The problem is that Obama tends to make mistakes that stem from a worldview often at odds with reality. Russia is a good example. Does it matter that Obama doesn’t know the basics of Vladimir Putin’s biography and the transition of post-Soviet state security? Yes, it does, because Obama’s habit of misreading Putin has been at the center of his administration’s failed Russia policy. And it matters with regard not only to Russia but to his broader foreign policy because Obama has a habit of not listening to anyone not named Jarrett. Obama appointed among the most qualified American ambassadors ever to represent the U.S. abroad in sending Michael McFaul to Moscow. But with or without McFaul, Obama let his own naïveté guide him.

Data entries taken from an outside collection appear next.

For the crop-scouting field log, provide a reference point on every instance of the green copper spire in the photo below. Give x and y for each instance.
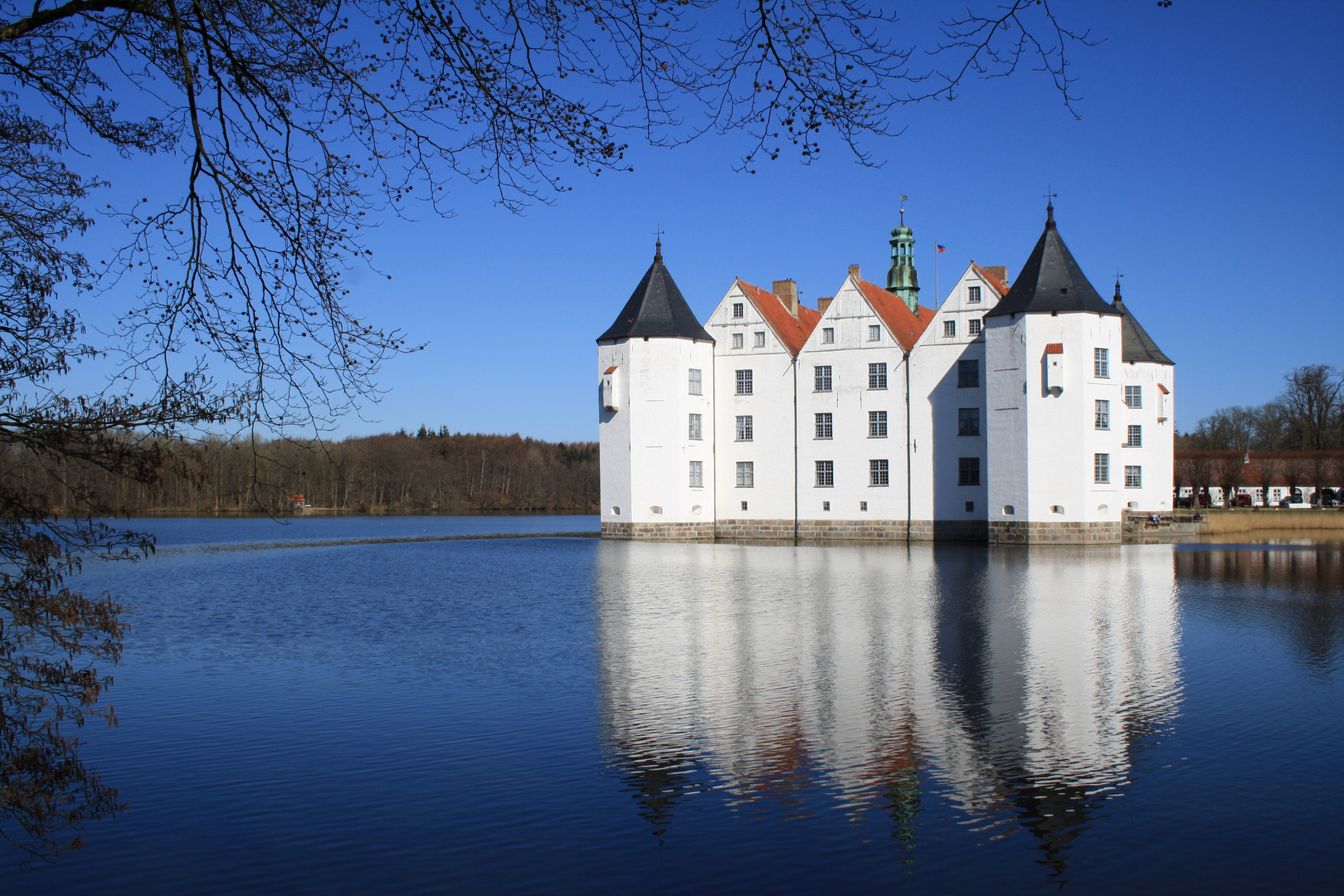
(903, 280)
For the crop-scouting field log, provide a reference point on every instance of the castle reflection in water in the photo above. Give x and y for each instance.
(1014, 687)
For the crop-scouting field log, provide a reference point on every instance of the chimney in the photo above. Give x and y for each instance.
(788, 293)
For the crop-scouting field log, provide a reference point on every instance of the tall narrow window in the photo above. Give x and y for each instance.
(825, 475)
(877, 425)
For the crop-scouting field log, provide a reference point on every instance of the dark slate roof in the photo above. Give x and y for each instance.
(1135, 342)
(1051, 281)
(656, 309)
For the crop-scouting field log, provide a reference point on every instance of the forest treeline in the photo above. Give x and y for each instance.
(435, 472)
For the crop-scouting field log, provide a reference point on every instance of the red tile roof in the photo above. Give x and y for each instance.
(791, 332)
(897, 314)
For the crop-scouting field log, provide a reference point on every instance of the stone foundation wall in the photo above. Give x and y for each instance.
(1023, 533)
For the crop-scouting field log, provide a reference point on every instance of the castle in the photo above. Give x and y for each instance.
(1034, 412)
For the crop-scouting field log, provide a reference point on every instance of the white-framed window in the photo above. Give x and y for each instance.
(825, 475)
(1101, 363)
(877, 425)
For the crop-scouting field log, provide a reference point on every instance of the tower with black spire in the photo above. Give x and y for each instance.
(655, 416)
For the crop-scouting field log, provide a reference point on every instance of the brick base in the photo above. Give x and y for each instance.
(1023, 533)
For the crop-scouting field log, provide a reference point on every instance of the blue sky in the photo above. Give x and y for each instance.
(1205, 167)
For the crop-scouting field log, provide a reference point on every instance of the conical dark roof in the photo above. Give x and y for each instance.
(1051, 281)
(1135, 342)
(656, 309)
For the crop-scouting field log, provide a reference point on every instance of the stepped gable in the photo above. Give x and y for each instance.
(656, 309)
(791, 331)
(1051, 281)
(1135, 342)
(898, 317)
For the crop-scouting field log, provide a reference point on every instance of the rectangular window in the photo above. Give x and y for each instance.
(1101, 363)
(877, 425)
(825, 475)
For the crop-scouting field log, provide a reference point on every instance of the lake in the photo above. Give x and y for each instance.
(335, 707)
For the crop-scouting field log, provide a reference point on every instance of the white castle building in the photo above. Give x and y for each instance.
(1032, 412)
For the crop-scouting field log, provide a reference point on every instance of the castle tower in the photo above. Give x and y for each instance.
(656, 416)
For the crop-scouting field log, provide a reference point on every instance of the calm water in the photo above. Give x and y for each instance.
(572, 715)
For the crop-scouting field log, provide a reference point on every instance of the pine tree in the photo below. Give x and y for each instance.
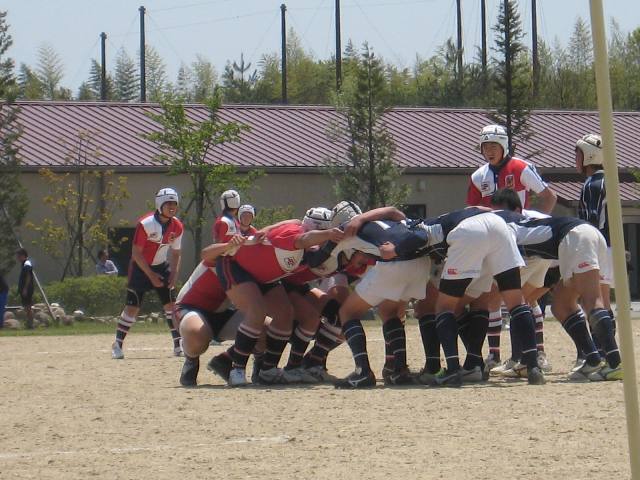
(369, 176)
(511, 75)
(125, 82)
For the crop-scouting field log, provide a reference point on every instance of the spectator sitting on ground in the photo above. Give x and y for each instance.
(104, 265)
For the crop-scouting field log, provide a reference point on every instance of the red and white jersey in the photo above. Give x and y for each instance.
(155, 239)
(275, 257)
(226, 226)
(516, 174)
(203, 290)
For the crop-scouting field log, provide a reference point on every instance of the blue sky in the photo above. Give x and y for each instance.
(221, 30)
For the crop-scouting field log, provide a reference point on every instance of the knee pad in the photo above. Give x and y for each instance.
(509, 280)
(454, 288)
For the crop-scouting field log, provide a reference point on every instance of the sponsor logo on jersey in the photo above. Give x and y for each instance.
(510, 181)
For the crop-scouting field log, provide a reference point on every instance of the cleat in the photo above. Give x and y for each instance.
(517, 371)
(475, 375)
(506, 365)
(583, 372)
(271, 376)
(237, 377)
(401, 377)
(189, 375)
(298, 375)
(607, 373)
(543, 363)
(357, 379)
(221, 366)
(444, 378)
(535, 376)
(116, 352)
(321, 374)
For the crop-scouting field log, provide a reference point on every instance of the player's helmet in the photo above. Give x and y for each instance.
(317, 218)
(496, 134)
(229, 199)
(246, 209)
(591, 147)
(343, 212)
(165, 195)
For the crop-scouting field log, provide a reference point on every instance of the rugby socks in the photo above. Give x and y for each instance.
(299, 342)
(125, 322)
(354, 334)
(327, 338)
(539, 318)
(523, 327)
(430, 342)
(476, 331)
(175, 335)
(448, 333)
(602, 328)
(330, 311)
(276, 342)
(493, 334)
(246, 339)
(576, 326)
(395, 340)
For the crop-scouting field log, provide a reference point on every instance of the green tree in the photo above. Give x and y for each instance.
(369, 176)
(187, 142)
(13, 197)
(83, 202)
(511, 75)
(125, 78)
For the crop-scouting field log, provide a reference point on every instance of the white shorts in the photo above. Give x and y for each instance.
(397, 281)
(583, 249)
(534, 271)
(479, 246)
(606, 269)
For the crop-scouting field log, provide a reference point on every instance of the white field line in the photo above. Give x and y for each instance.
(137, 449)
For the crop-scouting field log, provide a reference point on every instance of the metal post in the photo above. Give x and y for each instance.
(338, 48)
(103, 67)
(143, 73)
(603, 89)
(283, 10)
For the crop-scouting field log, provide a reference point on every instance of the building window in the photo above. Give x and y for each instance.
(415, 210)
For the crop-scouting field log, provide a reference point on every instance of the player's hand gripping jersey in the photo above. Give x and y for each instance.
(155, 238)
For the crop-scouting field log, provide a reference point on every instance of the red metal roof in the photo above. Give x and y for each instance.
(570, 191)
(296, 136)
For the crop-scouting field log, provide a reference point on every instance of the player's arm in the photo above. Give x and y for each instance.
(382, 213)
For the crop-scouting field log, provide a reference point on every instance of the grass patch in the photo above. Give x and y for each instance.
(84, 328)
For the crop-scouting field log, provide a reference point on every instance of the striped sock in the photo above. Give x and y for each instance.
(175, 335)
(576, 326)
(357, 340)
(276, 342)
(246, 339)
(539, 318)
(430, 342)
(448, 333)
(125, 322)
(493, 334)
(299, 342)
(327, 338)
(395, 344)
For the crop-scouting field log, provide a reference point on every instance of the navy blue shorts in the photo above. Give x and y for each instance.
(139, 284)
(215, 320)
(230, 274)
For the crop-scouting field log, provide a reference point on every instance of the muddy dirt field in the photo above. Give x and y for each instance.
(68, 411)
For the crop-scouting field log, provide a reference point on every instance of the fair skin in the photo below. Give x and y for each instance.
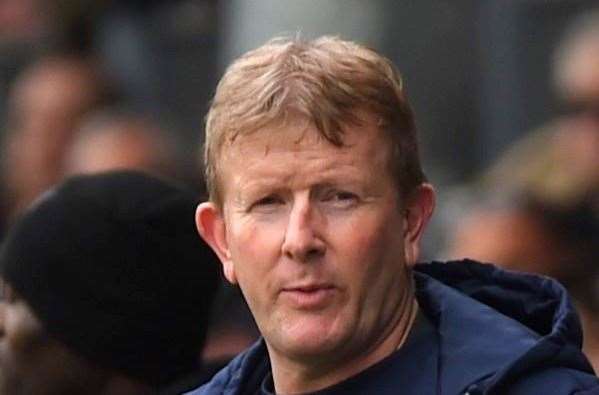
(321, 245)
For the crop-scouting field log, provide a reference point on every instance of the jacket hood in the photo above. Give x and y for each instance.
(495, 330)
(537, 325)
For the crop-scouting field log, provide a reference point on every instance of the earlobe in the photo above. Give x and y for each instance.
(419, 208)
(211, 226)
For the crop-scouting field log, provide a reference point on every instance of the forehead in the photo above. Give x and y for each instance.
(297, 154)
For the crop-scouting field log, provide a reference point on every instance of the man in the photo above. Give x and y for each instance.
(107, 290)
(317, 206)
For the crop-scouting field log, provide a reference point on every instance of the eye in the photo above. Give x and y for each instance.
(341, 198)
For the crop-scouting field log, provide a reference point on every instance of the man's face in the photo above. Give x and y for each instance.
(31, 363)
(316, 236)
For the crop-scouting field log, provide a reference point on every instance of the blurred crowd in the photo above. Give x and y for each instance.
(536, 209)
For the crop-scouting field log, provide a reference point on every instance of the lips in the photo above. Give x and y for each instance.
(309, 296)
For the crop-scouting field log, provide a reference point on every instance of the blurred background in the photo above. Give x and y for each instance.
(506, 95)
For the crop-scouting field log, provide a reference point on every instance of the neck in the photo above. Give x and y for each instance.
(294, 377)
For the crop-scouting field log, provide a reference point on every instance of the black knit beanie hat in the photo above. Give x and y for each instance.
(113, 267)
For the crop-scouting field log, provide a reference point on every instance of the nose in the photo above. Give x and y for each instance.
(302, 242)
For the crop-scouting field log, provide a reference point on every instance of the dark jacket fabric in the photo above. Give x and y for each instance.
(486, 331)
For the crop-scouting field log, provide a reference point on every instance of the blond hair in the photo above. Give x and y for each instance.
(325, 80)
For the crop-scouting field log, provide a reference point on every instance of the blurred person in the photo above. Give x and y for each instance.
(45, 104)
(317, 206)
(542, 196)
(108, 140)
(107, 290)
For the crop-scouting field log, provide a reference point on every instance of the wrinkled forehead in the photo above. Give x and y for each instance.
(300, 133)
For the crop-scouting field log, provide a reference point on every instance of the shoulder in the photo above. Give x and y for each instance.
(240, 373)
(558, 381)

Obama has also run into some trouble with history in the Middle East, where history is both exceedingly important and practically weaponized. The legitimacy of the Jewish state is of particular relevance to the conflict. So Obama was criticized widely for undermining that legitimacy in his famous 2009 Cairo speech, puzzling even Israel’s strident leftists. The speech was harder to defend than either his remarks to BuzzFeed or Vox because such speeches are not off the cuff; they are carefully scrutinized by the administration. When Obama could say exactly what he meant to say, in other words, this is what he chose to say.

It wasn’t the only time Obama revealed his ignorance of the Middle East and especially Israeli history, of course. And that ignorance has had consequences. Obama has learned nothing from the history of the Israeli-Palestinian conflict, a fact which was reflected quite clearly in his disastrous mishandling of the negotiations and their bloody aftermath. He didn’t understand Palestinian intentions, Israeli political reality, or the lessons from when the U.S. has played a beneficial role in the conflict in the past. The president can simply move on, but Israelis and Palestinians have to pay the price for his learning curve.

And the Vox errors echo throughout the president’s mishandling of the other great security challenge: Islamic terrorism. Such terrorism has contributed a great deal to the undoing of many of the gains in Iraq and the international state system. Here, for example, is a map tweeted out last week by Ian Bremmer, which shows, in his words, “Statelessness overlapping with radical Islam.” We can certainly argue over the chicken-or-egg quality to such an overlap, but the threat radical Islamic violence poses to global order is fairly obvious.

Yet it’s not just the history of Islam and of anti-Semitism that the president gets wrong when trying to spin away the threat of Islamist terror. He also created a firestorm with his faux history of the Crusades in order to draw a false moral equivalence that only obscures the threat.

In other words, it’s a comprehensive historical ignorance. And on matters of great significance–the major world religions, the Middle East, Russia. And the president’s unwillingness to grasp the past certainly gives reason for concern with Iran as well–a country whose government has used the façade of negotiations to its own anti-American ends for long enough to see the pattern.

They’re not just minor gaffes or verbal blunders. They serve as a window into the mind of a president who acts as if a history of the world before yesterday could fit on a postcard. We talk a lot about the defects of the president’s ideology, but not about his ignorance. The two are related, but the latter is lately the one causing a disproportionate amount of damage.